(EDITOR’S NOTE, Feb. 28, 2018: The Idaho Freedom Foundation noted that it overstated the amount of the Blaine County’s proposed supplemental levy. A corrected version follows.)
To hear Blaine County School District administrators tell it, their March 13, $3 million supplemental levy request is about the kids. The kids need this and the kids need that.
What school officials won’t tell interested voters: The district offers overly lavish benefits to school administrators, an arrangement that steals money from classrooms.
Here’s the uncomfortable truth: Blaine county school administrators have the most generous government retirement plan in the state of Idaho. How generous? School officials don’t contribute a single penny to their retirement. Taxpayers, on the other hand, make a contribution of 27 percent of every school administrator’s paycheck toward the administrator’s golden years.
Think about that: An employee in any private company might, if they’re lucky, get a six percent match from their employer toward a retirement program. The key word in that last sentence is “match.” But, in the Blaine County School District, employees aren’t required to contribute anything. Zero. Zilch. Nada. That’s highly unusual. Some might call it extraordinary. Most Idaho state and local government employees are required to contribute to their pensions. In the case of the Blaine County School District, the school board signed a pair of contracts that require taxpayers to pay all — employer and employee — retirement benefit costs.

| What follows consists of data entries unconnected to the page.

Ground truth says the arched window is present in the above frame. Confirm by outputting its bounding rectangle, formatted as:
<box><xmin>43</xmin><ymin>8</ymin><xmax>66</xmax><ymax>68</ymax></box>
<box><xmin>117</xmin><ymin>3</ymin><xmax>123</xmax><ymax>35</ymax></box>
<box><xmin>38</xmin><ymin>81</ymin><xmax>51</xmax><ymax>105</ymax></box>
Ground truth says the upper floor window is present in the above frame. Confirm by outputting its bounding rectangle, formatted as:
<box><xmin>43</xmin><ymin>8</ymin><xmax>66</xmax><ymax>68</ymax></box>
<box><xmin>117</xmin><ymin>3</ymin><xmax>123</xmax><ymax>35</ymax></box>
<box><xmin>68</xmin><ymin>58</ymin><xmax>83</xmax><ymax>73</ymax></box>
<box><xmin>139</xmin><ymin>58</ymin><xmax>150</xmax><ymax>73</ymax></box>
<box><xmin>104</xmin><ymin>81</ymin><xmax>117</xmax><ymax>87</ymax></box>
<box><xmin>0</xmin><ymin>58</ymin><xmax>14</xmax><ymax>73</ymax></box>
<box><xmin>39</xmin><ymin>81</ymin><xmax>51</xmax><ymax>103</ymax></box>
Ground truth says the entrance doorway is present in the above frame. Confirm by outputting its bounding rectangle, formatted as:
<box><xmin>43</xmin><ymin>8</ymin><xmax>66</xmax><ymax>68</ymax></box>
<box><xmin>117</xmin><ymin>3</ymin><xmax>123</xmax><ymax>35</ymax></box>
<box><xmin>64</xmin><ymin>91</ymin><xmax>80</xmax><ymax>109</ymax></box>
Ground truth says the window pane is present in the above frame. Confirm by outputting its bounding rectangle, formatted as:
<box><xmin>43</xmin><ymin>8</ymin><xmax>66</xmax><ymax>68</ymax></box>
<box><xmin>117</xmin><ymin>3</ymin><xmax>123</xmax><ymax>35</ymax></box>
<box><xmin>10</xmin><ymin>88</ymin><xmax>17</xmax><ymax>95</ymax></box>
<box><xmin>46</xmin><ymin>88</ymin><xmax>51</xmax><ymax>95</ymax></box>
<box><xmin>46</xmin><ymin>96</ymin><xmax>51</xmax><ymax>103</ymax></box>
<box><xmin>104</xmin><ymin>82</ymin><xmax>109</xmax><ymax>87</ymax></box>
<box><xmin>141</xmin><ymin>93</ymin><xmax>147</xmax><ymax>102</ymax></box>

Furthermore, administrators (not teachers, mind you), get the added perk of a taxpayer-funded nine percent contribution to a second retirement plan, which brings their total retirement benefit to 27 percent of payroll. That is breathtaking. It’s more breathtaking when one knows that school administrators, according to Idaho law, aren’t even supposed to bargain for benefits the way teachers do. And yet they have.
But there’s more: In the most recent contract, the Blaine County school board gave its administrators — and teachers — free health, vision, and dental insurance. Their monthly premiums are completely covered by taxpayers. Thankfully, employees are at least required to cover a tiny portion of their doctor’s visits.
In all, according to district officials, these retirement and health insurance benefits cost almost $7 million annually. That’s twice the amount being sought in the March 13 levy election. Thus, another inconvenient truth: If the school district simply brought the mentioned benefits package into line with the norm, there would likely be no need for taxpayers to fund the proposed supplemental levy.
School officials say the levy is needed to benefit students. As is typical, the district claims that the funding is needed to help close student achievement gaps, reduce class sizes, and keep arts, music, and sports programs going. However, the truth is clear: The levy is not about students. Rather, the levy is about maintaining the status quo for the adults who have negotiated lavish contracts unbeknownst to the taxpayers who foot the bill.
Most everyone agrees great teachers and other education professionals should be well compensated. There is no question that the Blaine County School District has great people working for it, and they deserve fair compensation. But the school board must come up with an employee compensation plan that is both good for the employees of the district and affordable for the taxpayers whose livelihoods make that compensation possible. When the compensation of the people paying the bills is disproportionate to the people receiving the benefit, as is the case here, something is terribly awry.
Voters of the Blaine County School District would be wise to reject this school levy increase and insist the school board reconsider the extraordinarily generous retirement benefits for administrators, and the insurance benefits for administrators and teachers. If voters reject the levy they will send a message to the district: Negotiate an employee benefits plan that rewards employees for their great work, a plan that district taxpayers can actually afford.